Sempre tivemos uma boa relação profissional, que se estendeu por dez anos. Devo-lhe, além disso, alguns favores pessoais. E o facto de eu ser velho amigo da mulher com quem ele era casado na altura, Margarida Marante, alargava o campo das nossas relações. Visitei-o nas suas propriedades, primeiro perto de Évora e depois em Reguengos, e ele visitou-me no meu modesto monte de Estremoz.
Aquando do nascimento do SOL, Granadeiro, que já era presidente executivo da PT, facilitou-nos a instalação de meios técnicos necessários ao lançamento do jornal, sem os quais o arranque teria sido impossível. E este gesto teve tanto mais significado quanto é certo que muitos fornecedores de serviços, pressionados pela concorrência, nos dificultaram a vida ao máximo.
Anos depois, no complicado processo Face Oculta, Granadeiro terá tido uma actuação menos clara (em consonância com o nome do processo…), dispondo-se a colaborar numa operação duvidosa para satisfazer a vontade do primeiro-ministro da época, José Sócrates.
Como se sabe, Sócrates instigou a PT a comprar a TVI, para afastar José Eduardo Moniz e Manuela Moura Guedes.
Neste caso terá tido um papel decisivo Ricardo Salgado, um assumido apoiante do então primeiro-ministro.
Entre o BES, a PT e o Governo socialista estabeleceram-se então ligações perigosas, com trocas arriscadas de favores, tais como o banco assumir dívida soberana portuguesa para lá do que seria razoável.
Entretanto, se as relações entre Salgado e Sócrates eram recentes, os laços entre Granadeiro e Salgado eram antigos.

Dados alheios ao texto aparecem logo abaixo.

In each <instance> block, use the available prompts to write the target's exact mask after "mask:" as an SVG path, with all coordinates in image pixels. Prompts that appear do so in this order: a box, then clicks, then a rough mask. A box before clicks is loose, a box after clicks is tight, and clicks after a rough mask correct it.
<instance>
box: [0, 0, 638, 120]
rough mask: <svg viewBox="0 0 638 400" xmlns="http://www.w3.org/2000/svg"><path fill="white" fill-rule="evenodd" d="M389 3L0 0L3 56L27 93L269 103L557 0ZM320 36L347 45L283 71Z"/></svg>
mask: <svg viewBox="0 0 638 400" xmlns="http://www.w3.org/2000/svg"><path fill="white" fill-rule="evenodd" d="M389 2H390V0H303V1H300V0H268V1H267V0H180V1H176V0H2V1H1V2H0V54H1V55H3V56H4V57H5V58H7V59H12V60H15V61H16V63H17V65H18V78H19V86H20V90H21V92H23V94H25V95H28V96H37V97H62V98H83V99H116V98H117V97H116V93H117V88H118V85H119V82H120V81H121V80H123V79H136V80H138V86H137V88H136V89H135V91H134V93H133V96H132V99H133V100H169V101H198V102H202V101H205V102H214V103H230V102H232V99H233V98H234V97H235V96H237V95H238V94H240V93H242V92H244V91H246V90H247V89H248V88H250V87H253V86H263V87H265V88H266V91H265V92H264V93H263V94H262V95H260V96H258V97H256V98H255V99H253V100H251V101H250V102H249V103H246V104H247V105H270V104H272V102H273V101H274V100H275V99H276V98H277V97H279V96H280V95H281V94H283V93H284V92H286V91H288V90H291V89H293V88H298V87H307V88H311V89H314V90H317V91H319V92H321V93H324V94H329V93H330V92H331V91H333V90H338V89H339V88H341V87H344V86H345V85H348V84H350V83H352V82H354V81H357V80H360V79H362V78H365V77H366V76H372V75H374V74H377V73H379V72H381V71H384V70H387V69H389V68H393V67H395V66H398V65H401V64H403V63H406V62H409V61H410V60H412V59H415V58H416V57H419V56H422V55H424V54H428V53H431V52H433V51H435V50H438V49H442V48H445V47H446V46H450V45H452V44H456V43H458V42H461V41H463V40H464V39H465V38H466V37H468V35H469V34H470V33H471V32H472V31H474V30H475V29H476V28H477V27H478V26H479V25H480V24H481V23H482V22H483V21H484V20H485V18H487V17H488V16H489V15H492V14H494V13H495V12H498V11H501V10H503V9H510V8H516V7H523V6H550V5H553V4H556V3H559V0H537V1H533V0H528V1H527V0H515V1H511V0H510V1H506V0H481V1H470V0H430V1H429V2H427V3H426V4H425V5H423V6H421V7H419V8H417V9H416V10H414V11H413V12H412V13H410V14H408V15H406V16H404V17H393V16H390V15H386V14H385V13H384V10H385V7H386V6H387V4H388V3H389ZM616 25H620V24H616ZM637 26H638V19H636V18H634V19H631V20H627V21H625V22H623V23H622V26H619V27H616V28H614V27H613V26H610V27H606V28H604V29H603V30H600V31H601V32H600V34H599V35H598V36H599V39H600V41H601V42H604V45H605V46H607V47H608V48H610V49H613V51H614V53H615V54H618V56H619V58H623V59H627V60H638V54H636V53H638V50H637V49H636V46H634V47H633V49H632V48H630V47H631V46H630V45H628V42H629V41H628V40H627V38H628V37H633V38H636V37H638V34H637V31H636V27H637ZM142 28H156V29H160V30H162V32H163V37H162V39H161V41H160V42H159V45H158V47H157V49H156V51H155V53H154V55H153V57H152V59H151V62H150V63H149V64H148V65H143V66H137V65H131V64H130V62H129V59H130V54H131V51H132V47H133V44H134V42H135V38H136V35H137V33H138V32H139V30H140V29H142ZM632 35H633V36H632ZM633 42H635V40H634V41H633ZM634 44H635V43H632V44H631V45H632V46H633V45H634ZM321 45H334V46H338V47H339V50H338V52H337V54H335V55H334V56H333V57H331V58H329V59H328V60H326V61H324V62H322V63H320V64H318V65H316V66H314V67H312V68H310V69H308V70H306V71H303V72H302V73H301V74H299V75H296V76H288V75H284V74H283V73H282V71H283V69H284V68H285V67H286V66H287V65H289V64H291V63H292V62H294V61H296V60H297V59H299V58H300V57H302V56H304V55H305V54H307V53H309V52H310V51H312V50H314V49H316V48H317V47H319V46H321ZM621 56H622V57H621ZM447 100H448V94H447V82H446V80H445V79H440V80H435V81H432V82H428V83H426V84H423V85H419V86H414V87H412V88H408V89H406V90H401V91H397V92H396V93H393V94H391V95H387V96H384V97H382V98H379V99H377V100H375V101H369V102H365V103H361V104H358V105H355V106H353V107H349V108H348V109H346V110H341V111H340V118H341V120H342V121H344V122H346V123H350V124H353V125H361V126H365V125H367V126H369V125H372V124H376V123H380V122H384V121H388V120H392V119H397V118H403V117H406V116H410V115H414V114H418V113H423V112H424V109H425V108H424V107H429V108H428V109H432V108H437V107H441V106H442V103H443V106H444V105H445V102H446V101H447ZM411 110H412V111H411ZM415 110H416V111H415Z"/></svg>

É sabido que passavam férias juntos, num grupo de amigos de que também fazia parte Marcelo Rebelo de Sousa.
E Salgado sempre ajudou Granadeiro, no qual via um homem da máxima confiança, tendo tido, por exemplo, um papel determinante na sua escolha para a presidência da PT.
Mesmo nos momentos mais difíceis, Salgado não deixou cair Granadeiro.
É pois natural que, quando a crise no Grupo Espírito Santo rebentou, Ricardo Salgado tenha recorrido ao seu amigo e à PT.
O GES tinha dívidas a saldar, tinha empréstimos a liquidar, precisava desesperadamente de dinheiro.
Salgado teve de apelar a toda a gente que conhecia para o ajudar naquela enrascadela – e muitos voltaram-lhe as costas.
Mas Henrique Granadeiro não o podia fazer.
Perante aquele quadro aflitivo, Granadeiro dispôs-se a saldar o apoio recebido de Ricardo Salgado ao longo dos anos, prontificando-se a aumentar as aplicações da PT no Grupo Espírito Santo para o valor astronómico de quase mil milhões de euros – o que significava uma temeridade, pois a situação calamitosa do GES não oferecia quaisquer garantias.
No mínimo, pode dizer-se que Granadeiro assumiu um risco excessivo, foi imprudente, cometeu um acto de racionalidade duvidosa.
A questão é que aqui não terá falado o gestor – falou apenas o amigo.
A ajuda que Granadeiro deu a Salgado foi uma ajuda de amigo, a retribuição de uma amizade antiga.
Só que isso, sendo louvável no plano humano, não é razoável no mundo dos negócios.
Até porque uma pessoa só pode ajudar com aquilo que é seu – e não com os meios de uma empresa que tem milhares de accionistas.
Lá diz o velho ditado: «Amigos, amigos, negócios à parte».
Quando estava no Expresso, Granadeiro usava muito outro aforismo que significa exactamente o mesmo: «Serviço é serviço, conhaque é conhaque».
Neste caso da ajuda ao GES, Henrique Granadeiro misturou o serviço com o conhaque – e estragou tudo.
Porque nem o amigo se salvou nem ele ficou em bons lençóis.
Talvez se tenha salvo a amizade.
Esperemos, de facto, que essa saia incólume da alhada em que a PT está metida e da tragédia que é o naufrágio de um grande grupo financeiro português.
Ao menos, que Ricardo Salgado e Henrique Granadeiro possam continuar a passar férias juntos, talvez com mais tempo para trocarem memórias.